Le président polonais Karol Nawrocki a refusé de signer un texte qui imposait une réglementation particulièrement stricte au marché des actifs numériques. Ce geste a été salué par la communauté crypto, mais a suscité de vives critiques au sein du gouvernement.
Selon un communiqué publié lundi par son bureau, Nawrocki a mis son veto à la Crypto-Asset Market Act , considérant que certaines dispositions « menacent réellement les libertés des Polonais, leurs biens et la stabilité de l’État ».
Présenté en juin, le texte avait déjà été critiqué par plusieurs défenseurs du secteur, dont le politicien Tomasz Mentzen.

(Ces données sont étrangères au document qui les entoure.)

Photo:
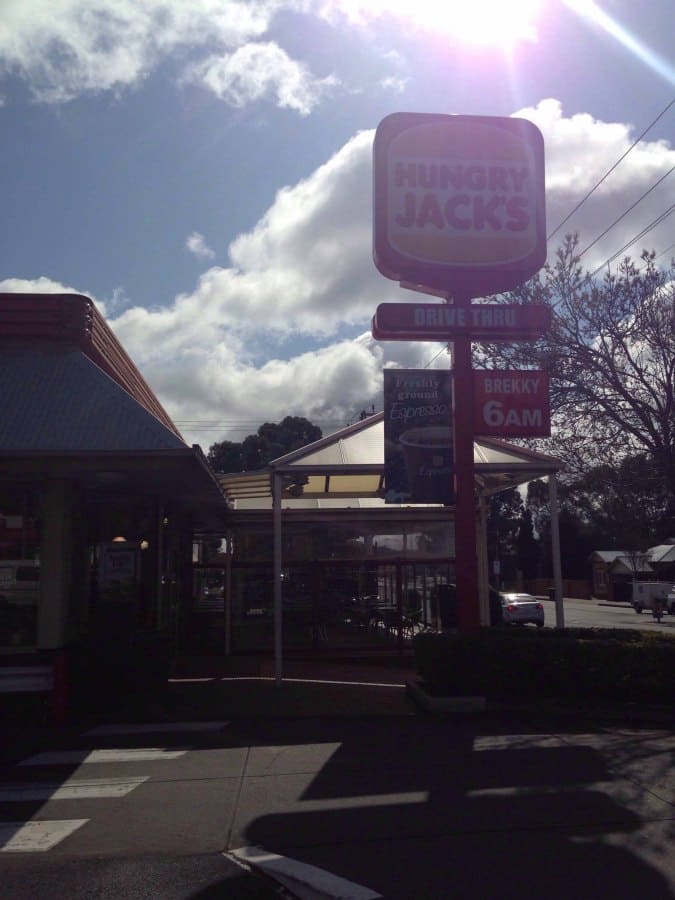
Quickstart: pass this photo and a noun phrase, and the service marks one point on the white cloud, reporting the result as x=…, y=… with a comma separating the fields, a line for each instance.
x=257, y=71
x=306, y=268
x=197, y=245
x=66, y=48
x=579, y=151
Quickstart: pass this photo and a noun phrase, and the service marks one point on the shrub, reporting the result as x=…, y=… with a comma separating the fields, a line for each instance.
x=575, y=663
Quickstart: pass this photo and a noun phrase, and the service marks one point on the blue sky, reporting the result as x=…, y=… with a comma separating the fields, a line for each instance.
x=202, y=169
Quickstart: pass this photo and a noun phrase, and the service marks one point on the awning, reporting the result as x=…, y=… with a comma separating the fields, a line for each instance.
x=348, y=466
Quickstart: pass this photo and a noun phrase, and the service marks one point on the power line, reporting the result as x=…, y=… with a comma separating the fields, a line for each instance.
x=657, y=221
x=624, y=214
x=610, y=170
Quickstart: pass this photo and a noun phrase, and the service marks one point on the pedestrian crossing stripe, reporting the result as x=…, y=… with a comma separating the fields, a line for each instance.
x=32, y=837
x=75, y=789
x=302, y=879
x=74, y=757
x=154, y=727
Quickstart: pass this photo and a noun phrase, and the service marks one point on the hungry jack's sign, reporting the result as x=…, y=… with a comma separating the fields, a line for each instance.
x=459, y=201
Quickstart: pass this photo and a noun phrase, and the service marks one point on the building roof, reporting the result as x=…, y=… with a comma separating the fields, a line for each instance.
x=348, y=465
x=662, y=554
x=73, y=319
x=65, y=416
x=54, y=397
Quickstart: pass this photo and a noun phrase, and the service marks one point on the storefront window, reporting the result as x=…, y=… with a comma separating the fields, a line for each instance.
x=19, y=569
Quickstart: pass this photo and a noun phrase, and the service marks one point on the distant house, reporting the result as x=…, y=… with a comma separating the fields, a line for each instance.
x=662, y=560
x=614, y=570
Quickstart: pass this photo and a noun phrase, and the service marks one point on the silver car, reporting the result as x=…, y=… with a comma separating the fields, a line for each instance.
x=670, y=602
x=522, y=609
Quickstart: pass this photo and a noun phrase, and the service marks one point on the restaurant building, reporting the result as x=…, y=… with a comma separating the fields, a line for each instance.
x=121, y=552
x=99, y=499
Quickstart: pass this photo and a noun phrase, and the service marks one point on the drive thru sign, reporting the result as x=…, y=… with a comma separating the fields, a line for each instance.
x=445, y=321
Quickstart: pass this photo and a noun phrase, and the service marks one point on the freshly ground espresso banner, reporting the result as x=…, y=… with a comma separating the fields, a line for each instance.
x=418, y=437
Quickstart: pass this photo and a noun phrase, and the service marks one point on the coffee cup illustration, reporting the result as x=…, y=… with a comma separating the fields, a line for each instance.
x=429, y=460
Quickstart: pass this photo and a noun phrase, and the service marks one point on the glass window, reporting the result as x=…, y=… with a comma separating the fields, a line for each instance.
x=19, y=568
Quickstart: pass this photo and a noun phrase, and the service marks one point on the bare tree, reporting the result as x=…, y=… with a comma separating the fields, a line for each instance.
x=611, y=358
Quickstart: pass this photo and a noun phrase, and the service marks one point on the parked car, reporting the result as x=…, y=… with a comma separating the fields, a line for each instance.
x=522, y=609
x=645, y=593
x=670, y=602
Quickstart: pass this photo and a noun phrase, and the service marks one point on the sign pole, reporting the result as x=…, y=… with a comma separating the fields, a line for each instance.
x=466, y=559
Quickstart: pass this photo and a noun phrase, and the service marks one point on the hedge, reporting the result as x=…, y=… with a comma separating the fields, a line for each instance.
x=552, y=663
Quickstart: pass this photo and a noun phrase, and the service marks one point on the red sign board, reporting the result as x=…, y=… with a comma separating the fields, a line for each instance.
x=444, y=322
x=511, y=403
x=459, y=201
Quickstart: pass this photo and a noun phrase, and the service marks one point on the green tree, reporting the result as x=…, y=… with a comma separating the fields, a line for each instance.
x=504, y=516
x=271, y=441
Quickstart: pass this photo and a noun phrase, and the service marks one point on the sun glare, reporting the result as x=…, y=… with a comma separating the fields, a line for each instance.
x=495, y=23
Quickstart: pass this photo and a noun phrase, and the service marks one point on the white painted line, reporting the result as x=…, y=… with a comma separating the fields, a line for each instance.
x=72, y=757
x=35, y=837
x=70, y=790
x=365, y=801
x=296, y=875
x=348, y=683
x=154, y=727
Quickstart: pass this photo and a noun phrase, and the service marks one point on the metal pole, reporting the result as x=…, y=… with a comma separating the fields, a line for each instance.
x=468, y=610
x=278, y=621
x=555, y=551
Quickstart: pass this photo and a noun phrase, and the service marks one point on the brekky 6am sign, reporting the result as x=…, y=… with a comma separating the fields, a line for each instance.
x=459, y=201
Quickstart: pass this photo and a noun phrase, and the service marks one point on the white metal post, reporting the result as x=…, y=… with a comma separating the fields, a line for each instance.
x=555, y=551
x=278, y=622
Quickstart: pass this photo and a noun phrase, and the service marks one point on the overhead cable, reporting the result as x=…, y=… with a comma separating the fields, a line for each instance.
x=610, y=170
x=657, y=221
x=624, y=214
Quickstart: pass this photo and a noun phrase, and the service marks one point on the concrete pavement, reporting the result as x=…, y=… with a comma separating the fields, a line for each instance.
x=338, y=770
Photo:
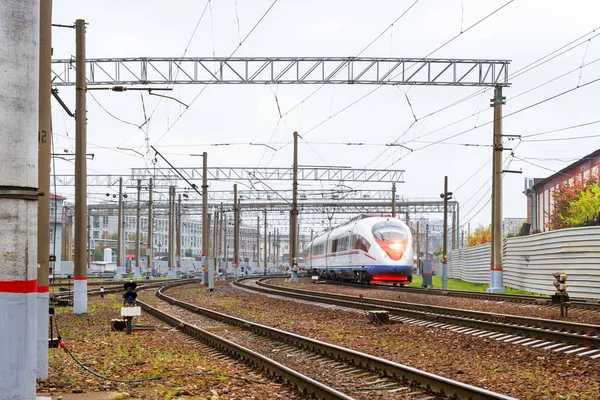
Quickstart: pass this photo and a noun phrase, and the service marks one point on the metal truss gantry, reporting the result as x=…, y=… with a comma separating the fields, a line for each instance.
x=253, y=174
x=284, y=70
x=305, y=207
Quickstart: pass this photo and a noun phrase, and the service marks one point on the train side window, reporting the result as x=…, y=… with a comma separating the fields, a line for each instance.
x=344, y=243
x=360, y=243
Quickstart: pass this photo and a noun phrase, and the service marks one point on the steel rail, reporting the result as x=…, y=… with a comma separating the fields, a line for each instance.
x=568, y=332
x=575, y=302
x=119, y=288
x=432, y=382
x=300, y=382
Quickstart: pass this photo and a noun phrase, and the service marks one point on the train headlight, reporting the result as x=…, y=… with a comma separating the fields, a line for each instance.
x=396, y=246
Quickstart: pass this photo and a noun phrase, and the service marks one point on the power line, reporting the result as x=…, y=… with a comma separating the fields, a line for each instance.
x=206, y=85
x=503, y=117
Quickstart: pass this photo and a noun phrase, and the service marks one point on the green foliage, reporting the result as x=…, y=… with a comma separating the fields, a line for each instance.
x=585, y=207
x=481, y=235
x=564, y=195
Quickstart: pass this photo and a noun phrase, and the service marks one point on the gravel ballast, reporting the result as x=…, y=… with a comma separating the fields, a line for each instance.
x=526, y=310
x=514, y=370
x=140, y=355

Celui-ci avait anticipé le refus du président, même après le feu vert du Parlement.
Si les acteurs crypto ont perçu ce veto comme une victoire pour le marché, plusieurs responsables gouvernementaux l’ont dénoncé, accusant le président d’avoir « choisi le chaos » et d’en porter désormais l’entière responsabilité.

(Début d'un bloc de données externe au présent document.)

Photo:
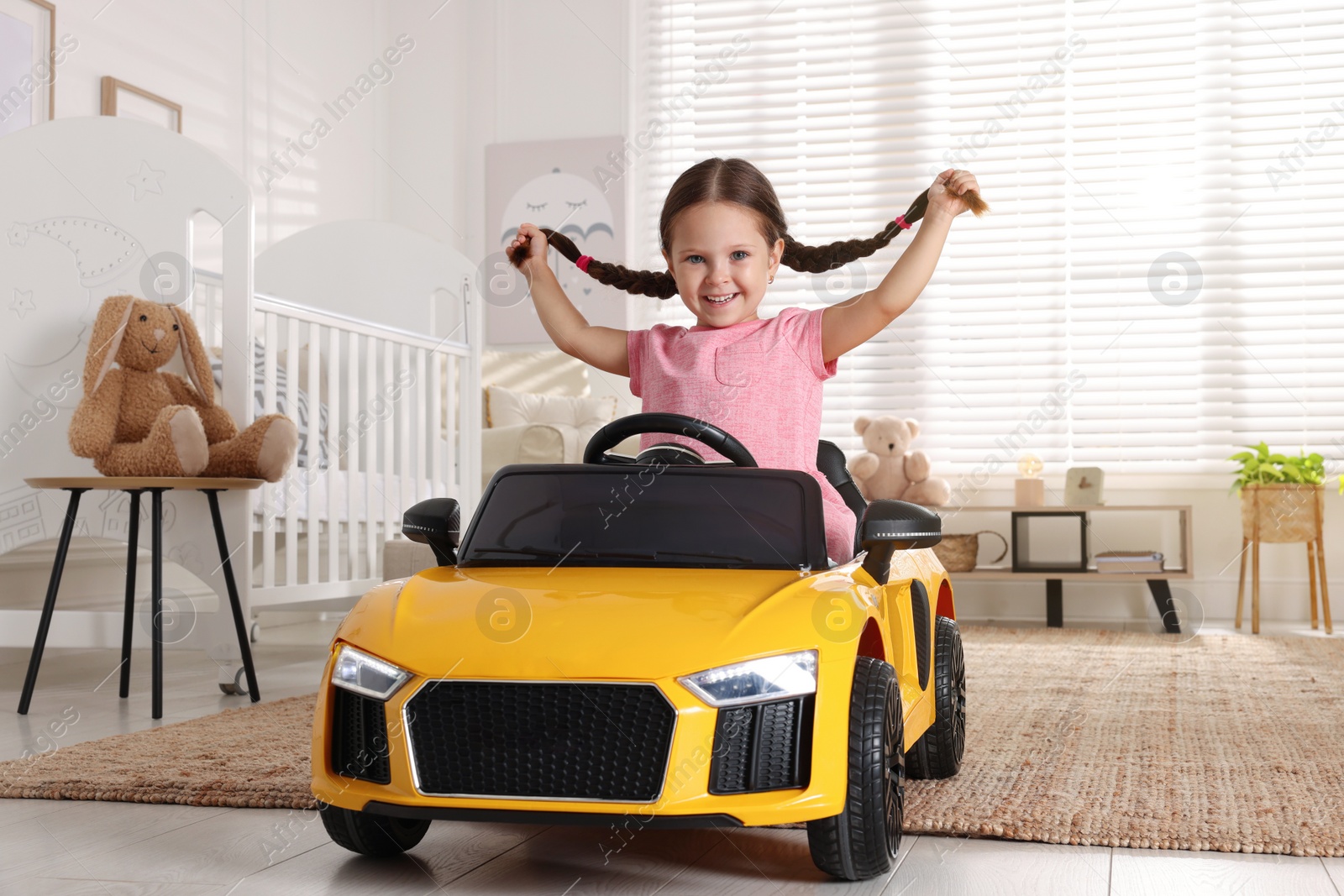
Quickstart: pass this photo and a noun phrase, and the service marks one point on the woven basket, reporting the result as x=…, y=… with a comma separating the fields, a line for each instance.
x=1287, y=512
x=958, y=553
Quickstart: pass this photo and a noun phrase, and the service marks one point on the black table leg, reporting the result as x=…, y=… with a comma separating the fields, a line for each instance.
x=156, y=598
x=244, y=647
x=1055, y=604
x=128, y=624
x=1166, y=609
x=50, y=605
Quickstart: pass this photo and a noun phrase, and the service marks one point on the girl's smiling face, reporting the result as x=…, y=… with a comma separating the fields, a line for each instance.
x=721, y=262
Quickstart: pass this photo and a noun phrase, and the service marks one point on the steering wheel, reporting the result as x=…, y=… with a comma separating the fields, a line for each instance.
x=707, y=434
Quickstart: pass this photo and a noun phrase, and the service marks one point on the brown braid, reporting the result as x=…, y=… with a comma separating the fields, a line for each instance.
x=642, y=282
x=737, y=181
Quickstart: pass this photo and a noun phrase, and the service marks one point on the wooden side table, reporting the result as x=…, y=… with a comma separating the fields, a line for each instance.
x=134, y=486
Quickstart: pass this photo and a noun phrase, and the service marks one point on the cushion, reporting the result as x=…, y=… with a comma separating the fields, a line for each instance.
x=506, y=407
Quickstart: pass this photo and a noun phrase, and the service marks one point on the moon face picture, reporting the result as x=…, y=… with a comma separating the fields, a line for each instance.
x=551, y=184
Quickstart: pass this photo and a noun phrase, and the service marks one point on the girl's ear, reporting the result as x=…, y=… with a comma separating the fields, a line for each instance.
x=194, y=355
x=108, y=329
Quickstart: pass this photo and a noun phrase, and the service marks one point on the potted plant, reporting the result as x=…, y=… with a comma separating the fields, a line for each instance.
x=1280, y=495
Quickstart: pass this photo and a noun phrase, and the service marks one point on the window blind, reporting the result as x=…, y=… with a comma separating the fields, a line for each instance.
x=1160, y=277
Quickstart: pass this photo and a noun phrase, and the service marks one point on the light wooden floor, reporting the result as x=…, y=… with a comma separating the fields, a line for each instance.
x=71, y=846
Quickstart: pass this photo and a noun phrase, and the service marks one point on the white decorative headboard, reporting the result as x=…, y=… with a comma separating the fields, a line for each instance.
x=93, y=207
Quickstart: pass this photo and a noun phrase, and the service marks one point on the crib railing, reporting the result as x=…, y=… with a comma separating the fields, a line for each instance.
x=386, y=418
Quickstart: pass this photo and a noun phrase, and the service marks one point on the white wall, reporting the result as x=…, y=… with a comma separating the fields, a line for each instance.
x=249, y=74
x=507, y=71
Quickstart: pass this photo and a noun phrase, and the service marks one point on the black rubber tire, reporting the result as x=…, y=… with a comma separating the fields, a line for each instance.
x=937, y=754
x=370, y=835
x=864, y=840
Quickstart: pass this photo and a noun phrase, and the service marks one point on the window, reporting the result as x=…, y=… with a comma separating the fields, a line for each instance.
x=1160, y=277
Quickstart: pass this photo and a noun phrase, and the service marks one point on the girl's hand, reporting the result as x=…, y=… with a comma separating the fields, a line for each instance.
x=947, y=191
x=534, y=241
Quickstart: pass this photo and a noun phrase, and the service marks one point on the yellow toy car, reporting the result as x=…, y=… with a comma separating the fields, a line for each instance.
x=642, y=642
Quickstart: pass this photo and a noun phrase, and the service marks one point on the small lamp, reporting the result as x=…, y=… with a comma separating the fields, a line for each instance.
x=1030, y=490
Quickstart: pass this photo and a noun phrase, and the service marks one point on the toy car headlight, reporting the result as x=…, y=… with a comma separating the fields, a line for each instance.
x=370, y=676
x=790, y=674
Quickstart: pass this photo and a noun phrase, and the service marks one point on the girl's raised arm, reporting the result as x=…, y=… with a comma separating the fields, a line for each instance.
x=853, y=322
x=602, y=347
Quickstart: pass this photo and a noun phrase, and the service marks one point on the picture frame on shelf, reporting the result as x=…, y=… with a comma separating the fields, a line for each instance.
x=1048, y=542
x=128, y=101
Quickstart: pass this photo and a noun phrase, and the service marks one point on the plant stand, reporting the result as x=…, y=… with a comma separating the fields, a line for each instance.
x=1284, y=515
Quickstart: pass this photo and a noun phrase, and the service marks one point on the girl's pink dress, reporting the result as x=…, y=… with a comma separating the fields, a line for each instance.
x=759, y=380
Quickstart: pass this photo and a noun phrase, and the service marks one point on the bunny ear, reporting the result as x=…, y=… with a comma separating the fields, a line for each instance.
x=194, y=356
x=108, y=331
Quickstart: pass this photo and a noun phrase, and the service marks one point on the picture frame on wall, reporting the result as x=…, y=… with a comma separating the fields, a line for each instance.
x=128, y=101
x=27, y=63
x=568, y=186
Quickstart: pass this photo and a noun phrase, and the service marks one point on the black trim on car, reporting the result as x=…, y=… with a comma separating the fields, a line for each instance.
x=538, y=817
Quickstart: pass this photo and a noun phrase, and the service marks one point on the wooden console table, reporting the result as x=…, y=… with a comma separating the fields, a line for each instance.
x=1158, y=582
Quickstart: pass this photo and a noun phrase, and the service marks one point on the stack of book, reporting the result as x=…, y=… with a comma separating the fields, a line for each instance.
x=1129, y=562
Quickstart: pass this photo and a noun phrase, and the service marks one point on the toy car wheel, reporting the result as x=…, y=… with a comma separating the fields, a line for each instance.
x=864, y=840
x=937, y=754
x=370, y=835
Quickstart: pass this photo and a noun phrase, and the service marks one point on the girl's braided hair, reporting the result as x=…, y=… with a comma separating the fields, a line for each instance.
x=737, y=181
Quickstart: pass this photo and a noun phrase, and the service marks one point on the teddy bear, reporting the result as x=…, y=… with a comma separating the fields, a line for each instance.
x=889, y=470
x=138, y=421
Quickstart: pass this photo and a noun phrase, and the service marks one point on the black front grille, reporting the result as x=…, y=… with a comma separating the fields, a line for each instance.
x=360, y=738
x=549, y=741
x=766, y=746
x=920, y=620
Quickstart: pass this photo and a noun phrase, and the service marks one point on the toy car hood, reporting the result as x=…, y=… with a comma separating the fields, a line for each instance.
x=539, y=624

Pourquoi le président a opposé son veto
L’un des principaux motifs évoqués concerne une disposition permettant aux autorités de bloquer facilement les sites opérant dans le secteur crypto.
« Les lois sur le blocage de domaines manquent de transparence et peuvent conduire à des abus », a déclaré la présidence dans un communiqué officiel.
La présidence a également souligné la longueur du texte, largement critiquée. Selon elle, sa complexité nuit à la transparence et conduirait à une « sur-réglementation », surtout en comparaison avec des cadres plus simples adoptés en Tchéquie, en Slovaquie ou en Hongrie.
« La sur-réglementation pousse les entreprises à s’installer en Tchéquie, en Lituanie ou à Malte, au lieu de créer des conditions favorables pour qu’elles opèrent et paient leurs impôts en Pologne », a déclaré le président.
Nawrocki a également mis en avant le niveau jugé excessif des frais de supervision, susceptibles de dissuader les startups et de favoriser les grandes entreprises étrangères ou les banques.
« C’est un contresens total, qui étouffe la concurrence et constitue une menace sérieuse pour l’innovation », a-t-il ajouté.
Les critiques s’enchaînent : « Le président a choisi le chaos »
Le veto de Nawrocki a déclenché un fort retour de flamme parmi les hauts responsables polonais, notamment le ministre des Finances Andrzej Domański et le vice-premier ministre et ministre des Affaires étrangères Radosław Sikorski.
Sur X, Domański a alerté que « déjà aujourd’hui, 20 % des clients perdent leur argent à cause des abus dans ce marché », accusant le président d’avoir « choisi le chaos » et affirmant qu’il devra assumer toutes les conséquences.
Sikorski a repris les mêmes critiques, estimant que ce projet de loi devait justement encadrer le marché crypto. « Lorsque la bulle éclatera et que des milliers de Polonais perdront leurs économies, ils sauront au moins qui remercier », a-t-il écrit sur X.
Des défenseurs du secteur, dont l’économiste polonais Krzysztof Piech, ont répliqué immédiatement, estimant que le président ne peut pas être tenu responsable de l’inaction des autorités face aux arnaqueurs.
Il a aussi rappelé que la régulation européenne MiCA doit entrer pleinement en vigueur le 1er juillet 2026, offrant un cadre de protection des investisseurs dans l’ensemble de l’UE.